Nicht in allen Fällen steckt dahinter die Taktik, eine Abschiebung zu verhindern. Oft wurden die Pässe tatsächlich von Schleusern entsorgt oder bei der Flucht verloren. Oder ein Ersatzpass scheitert an den Botschaften des jeweiligen Landes. Manchmal auch sehr zum Frust der Migranten, für die damit ja auch nichts vorwärts geht. In Bayern ist das Landesamt für Asyl und Rückführungen die zentrale Anlaufstelle für Fragen der Passersatzbeschaffung. Die Länderregelungen sind eine Wissenschaft für sich.

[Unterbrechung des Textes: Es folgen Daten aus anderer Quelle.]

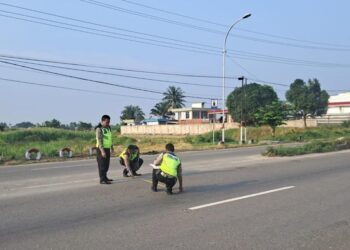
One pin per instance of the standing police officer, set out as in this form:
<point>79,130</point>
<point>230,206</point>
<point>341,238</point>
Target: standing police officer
<point>104,146</point>
<point>169,171</point>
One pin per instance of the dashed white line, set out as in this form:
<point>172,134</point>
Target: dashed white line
<point>241,198</point>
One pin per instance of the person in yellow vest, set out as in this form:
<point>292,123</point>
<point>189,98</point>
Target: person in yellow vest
<point>169,171</point>
<point>130,159</point>
<point>104,146</point>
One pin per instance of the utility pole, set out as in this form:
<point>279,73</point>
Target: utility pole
<point>224,51</point>
<point>241,140</point>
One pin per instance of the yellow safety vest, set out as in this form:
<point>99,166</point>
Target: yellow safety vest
<point>107,138</point>
<point>132,156</point>
<point>170,164</point>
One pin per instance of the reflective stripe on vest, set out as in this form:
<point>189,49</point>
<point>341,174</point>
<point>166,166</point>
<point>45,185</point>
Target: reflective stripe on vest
<point>107,138</point>
<point>133,156</point>
<point>170,164</point>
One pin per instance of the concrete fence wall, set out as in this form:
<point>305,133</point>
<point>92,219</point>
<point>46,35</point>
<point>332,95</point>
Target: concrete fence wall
<point>195,129</point>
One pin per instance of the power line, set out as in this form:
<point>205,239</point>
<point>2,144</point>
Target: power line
<point>112,74</point>
<point>254,78</point>
<point>74,89</point>
<point>135,77</point>
<point>98,81</point>
<point>116,68</point>
<point>153,72</point>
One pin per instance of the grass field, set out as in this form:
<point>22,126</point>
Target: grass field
<point>14,143</point>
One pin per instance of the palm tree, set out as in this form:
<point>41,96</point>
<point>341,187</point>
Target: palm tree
<point>132,112</point>
<point>174,97</point>
<point>160,109</point>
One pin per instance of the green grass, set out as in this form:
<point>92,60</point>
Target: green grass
<point>309,148</point>
<point>14,143</point>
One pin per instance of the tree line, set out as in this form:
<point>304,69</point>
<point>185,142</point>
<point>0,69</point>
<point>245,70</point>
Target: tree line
<point>253,104</point>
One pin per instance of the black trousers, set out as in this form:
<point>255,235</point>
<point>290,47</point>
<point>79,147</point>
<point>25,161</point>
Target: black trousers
<point>168,181</point>
<point>103,163</point>
<point>135,164</point>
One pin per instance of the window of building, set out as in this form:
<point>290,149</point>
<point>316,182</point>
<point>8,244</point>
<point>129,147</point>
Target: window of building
<point>196,115</point>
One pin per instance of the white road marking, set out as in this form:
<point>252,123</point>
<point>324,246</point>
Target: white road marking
<point>60,183</point>
<point>38,169</point>
<point>241,198</point>
<point>148,181</point>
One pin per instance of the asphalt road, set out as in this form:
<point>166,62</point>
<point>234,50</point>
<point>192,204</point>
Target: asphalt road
<point>232,199</point>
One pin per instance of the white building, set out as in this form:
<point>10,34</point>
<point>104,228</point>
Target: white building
<point>338,110</point>
<point>197,113</point>
<point>339,104</point>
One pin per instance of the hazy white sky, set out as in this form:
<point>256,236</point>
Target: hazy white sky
<point>323,23</point>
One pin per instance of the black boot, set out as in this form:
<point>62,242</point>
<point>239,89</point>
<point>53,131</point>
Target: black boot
<point>125,172</point>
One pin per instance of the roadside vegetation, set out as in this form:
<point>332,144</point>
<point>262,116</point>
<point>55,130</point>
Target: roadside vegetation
<point>309,148</point>
<point>15,142</point>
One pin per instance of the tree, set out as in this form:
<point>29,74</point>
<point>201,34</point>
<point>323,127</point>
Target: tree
<point>52,124</point>
<point>244,102</point>
<point>3,126</point>
<point>161,109</point>
<point>84,126</point>
<point>24,125</point>
<point>174,97</point>
<point>307,99</point>
<point>132,112</point>
<point>273,114</point>
<point>73,126</point>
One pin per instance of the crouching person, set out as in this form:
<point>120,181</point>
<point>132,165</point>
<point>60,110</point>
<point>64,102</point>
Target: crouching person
<point>130,159</point>
<point>169,170</point>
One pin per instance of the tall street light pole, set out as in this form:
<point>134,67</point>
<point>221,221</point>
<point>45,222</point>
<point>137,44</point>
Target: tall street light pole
<point>223,74</point>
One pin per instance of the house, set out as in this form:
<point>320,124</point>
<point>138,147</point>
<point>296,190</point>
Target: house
<point>339,104</point>
<point>197,113</point>
<point>338,109</point>
<point>155,121</point>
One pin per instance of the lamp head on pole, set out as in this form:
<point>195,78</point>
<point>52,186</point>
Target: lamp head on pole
<point>246,16</point>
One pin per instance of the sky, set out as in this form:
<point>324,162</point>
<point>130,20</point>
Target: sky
<point>280,42</point>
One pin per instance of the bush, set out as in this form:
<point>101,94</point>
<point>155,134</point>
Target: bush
<point>309,148</point>
<point>345,124</point>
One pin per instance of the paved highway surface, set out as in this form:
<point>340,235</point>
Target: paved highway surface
<point>232,199</point>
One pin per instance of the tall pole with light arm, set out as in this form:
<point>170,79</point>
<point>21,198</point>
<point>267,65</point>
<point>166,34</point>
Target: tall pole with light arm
<point>223,74</point>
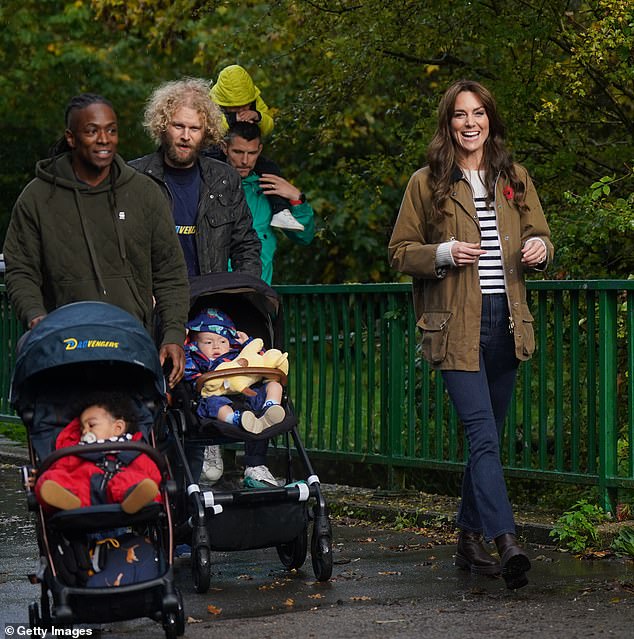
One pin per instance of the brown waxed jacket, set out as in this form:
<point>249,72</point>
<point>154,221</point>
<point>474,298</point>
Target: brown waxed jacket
<point>448,301</point>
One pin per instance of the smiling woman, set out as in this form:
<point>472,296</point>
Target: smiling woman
<point>469,225</point>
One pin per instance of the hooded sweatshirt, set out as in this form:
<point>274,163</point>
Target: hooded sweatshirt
<point>235,87</point>
<point>115,242</point>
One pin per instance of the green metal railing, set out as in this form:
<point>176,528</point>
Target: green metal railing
<point>363,393</point>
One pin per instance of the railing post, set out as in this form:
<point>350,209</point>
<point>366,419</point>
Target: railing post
<point>608,431</point>
<point>396,320</point>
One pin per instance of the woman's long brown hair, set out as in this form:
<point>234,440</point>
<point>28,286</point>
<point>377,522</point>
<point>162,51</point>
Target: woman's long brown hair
<point>442,156</point>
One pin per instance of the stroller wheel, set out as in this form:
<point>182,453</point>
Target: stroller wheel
<point>35,620</point>
<point>170,626</point>
<point>201,568</point>
<point>321,555</point>
<point>293,554</point>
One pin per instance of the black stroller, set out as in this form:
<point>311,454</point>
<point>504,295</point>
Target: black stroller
<point>245,518</point>
<point>78,349</point>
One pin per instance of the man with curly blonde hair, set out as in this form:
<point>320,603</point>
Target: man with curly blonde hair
<point>212,219</point>
<point>211,216</point>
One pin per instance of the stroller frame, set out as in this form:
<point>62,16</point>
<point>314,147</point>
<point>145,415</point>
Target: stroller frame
<point>265,517</point>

Irak fordert Zeitungsannonce
Eine Besonderheit gilt beispielsweise für Iraker. Das irakische Generalkonsulat fordert eine Annonce in der lokalen Zeitung. Aufmerksamen Zeitungslesern wird es aufgefallen sein: Iraker, die ihren Pass verloren haben, müssen diesen Verlust mit der Aufgabe einer Anzeige dokumentieren. Die Suchanzeige muss den Namen und die Nummer des verlorenen Passes enthalten. Nach einer Wartezeit von einem Monat kann bei der zuständigen irakischen Botschaft ein neuer Reisepass beantragt werden.

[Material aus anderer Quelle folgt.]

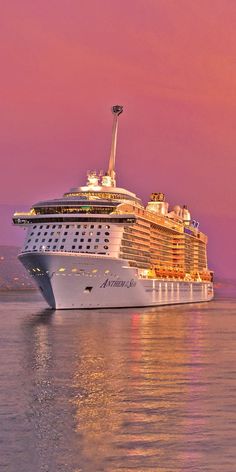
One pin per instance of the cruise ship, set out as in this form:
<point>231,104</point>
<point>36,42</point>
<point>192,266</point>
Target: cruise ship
<point>98,246</point>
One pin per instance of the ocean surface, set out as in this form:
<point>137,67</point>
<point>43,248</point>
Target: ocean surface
<point>117,390</point>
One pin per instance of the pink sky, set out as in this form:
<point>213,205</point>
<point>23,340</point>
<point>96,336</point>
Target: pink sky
<point>171,63</point>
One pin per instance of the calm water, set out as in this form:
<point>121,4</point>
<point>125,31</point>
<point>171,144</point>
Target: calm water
<point>117,390</point>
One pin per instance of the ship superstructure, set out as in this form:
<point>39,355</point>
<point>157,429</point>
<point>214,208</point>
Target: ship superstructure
<point>98,246</point>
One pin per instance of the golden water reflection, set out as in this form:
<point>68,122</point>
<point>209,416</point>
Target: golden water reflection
<point>138,379</point>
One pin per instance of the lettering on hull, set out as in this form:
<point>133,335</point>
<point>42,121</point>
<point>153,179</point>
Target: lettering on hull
<point>118,283</point>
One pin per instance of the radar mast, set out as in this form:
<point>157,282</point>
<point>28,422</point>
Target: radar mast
<point>116,110</point>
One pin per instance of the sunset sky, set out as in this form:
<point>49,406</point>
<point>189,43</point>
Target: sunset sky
<point>171,63</point>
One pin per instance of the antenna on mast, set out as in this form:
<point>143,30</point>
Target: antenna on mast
<point>116,110</point>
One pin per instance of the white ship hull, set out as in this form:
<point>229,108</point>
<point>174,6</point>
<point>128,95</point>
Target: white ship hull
<point>79,281</point>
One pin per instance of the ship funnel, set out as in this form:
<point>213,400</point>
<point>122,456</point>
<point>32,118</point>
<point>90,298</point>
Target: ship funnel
<point>116,110</point>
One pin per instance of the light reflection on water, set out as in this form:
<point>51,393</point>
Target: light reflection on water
<point>117,390</point>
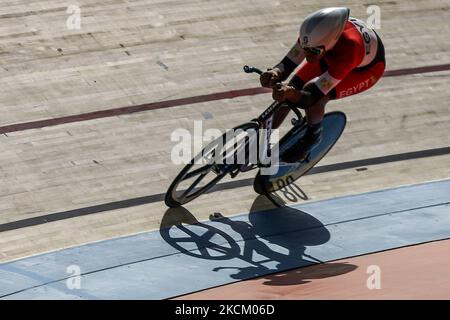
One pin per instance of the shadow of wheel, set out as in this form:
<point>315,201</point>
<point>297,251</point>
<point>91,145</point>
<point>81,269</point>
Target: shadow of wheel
<point>182,231</point>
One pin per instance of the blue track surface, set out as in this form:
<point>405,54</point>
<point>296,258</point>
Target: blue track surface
<point>181,260</point>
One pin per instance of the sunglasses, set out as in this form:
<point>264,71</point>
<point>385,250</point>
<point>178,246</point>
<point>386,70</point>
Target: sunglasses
<point>315,51</point>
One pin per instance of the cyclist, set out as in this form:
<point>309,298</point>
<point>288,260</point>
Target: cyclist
<point>338,56</point>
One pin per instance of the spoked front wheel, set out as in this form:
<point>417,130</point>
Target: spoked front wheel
<point>222,156</point>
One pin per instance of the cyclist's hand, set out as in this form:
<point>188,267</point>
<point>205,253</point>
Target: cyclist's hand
<point>269,78</point>
<point>282,92</point>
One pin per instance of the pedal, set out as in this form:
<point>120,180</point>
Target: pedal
<point>234,173</point>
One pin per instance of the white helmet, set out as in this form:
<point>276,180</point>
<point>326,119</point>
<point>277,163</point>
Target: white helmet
<point>323,27</point>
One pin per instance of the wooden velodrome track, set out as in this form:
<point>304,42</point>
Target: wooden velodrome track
<point>102,178</point>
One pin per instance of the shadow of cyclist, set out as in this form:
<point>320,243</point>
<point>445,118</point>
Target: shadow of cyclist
<point>271,241</point>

Zurück zum Amtsgericht Weiden. Das Verfahren gegen den 53-Jährigen wird ausgesetzt. Hintergrund: Der Angeklagte bietet "mannigfaltige Versionen", so Staatsanwalt May. Im Amt sagte er, die Fahrt zur Botschaft nach Berlin wäre zu teuer. Das dürfte mit dem 9-Euro-Ticket nicht mehr gelten. Jetzt behauptet er, sein früherer Vermieter habe seine Papiere weggeworfen, die Fahrt nach Berlin wäre damit sinnlos. Weitere Zeugen werden geladen.

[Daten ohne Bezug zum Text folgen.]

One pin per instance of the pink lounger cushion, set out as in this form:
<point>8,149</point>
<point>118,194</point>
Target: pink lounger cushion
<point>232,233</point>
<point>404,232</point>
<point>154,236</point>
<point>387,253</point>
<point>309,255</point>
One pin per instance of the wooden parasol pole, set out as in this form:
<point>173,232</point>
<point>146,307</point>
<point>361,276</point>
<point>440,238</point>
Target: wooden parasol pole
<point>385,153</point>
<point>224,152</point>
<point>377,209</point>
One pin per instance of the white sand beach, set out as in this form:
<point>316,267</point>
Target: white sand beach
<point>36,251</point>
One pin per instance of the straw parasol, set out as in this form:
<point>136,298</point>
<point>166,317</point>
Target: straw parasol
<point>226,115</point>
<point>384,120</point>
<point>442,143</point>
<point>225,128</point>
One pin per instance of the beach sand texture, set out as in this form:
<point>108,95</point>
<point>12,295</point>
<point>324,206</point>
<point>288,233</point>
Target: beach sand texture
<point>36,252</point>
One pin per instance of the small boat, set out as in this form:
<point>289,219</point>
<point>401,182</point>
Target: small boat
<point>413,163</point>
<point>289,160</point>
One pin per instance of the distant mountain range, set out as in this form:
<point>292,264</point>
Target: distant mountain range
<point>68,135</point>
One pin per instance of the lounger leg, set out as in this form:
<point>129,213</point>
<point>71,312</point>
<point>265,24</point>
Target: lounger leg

Landesamt für Rückführungen und Asyl
- Eine eigene Abteilung des LfAR in München befasst sich mit der Beschaffung von Ersatzpässen, ohne die keine Rückführung möglich ist.
- Landesamt spricht dazu bei Botschaften und Konsulaten vor.
- Umstritten sind Sammelanhörungen, die zumeist Afrikaner betreffen. „Identifizierungskommissionen“ aus den jeweiligen Heimatländern hörten 2021 bei 6 Terminen 638 Personen an.